We have limited places left in the safety trial and we only have Animal Ethics approval for cases in NSW, Queensland or Victoria. As a part of this trial the Bill Walsh Cancer Research Laboratories have made the vaccines for free but we do require the tumour to have histopathology done on it to be correctly identified and graded, and be able to track the dog’s progress.

RegeneusLtd have the rights to commercialise the vaccine and next year we will perform a controlled study on the use of the vaccine in dogs with osteosarcoma in the US.

What about cats?


We haven’t yet obtained ethics approval to recruit cats.

Dr Weir will be talking at the 2014 Annual AVA Conference in Perth. For more info visit the conference website here.
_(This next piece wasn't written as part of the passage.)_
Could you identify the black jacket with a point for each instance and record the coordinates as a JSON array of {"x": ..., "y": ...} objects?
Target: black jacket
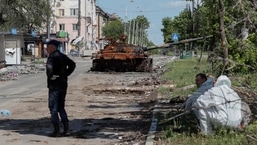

Meanwhile, about those guinea pigs...

I've had a lot of queries about the wellbeing of Osler and Cushing, the guinea pigs born on Saturday. I can report that they continue to be the cutest critters on the planet, they're healthy, and that Cornflake really is the most wonderful mother. If you have the opportunity, now is the time to buy shares in Basil, bok choy, parsley and every other vegetable that I am spending a fortune on. Cornflake is making up for all the calories she pumped into those babies!!! 
Cushing and Osler are held while their Orchard grass is freshened up.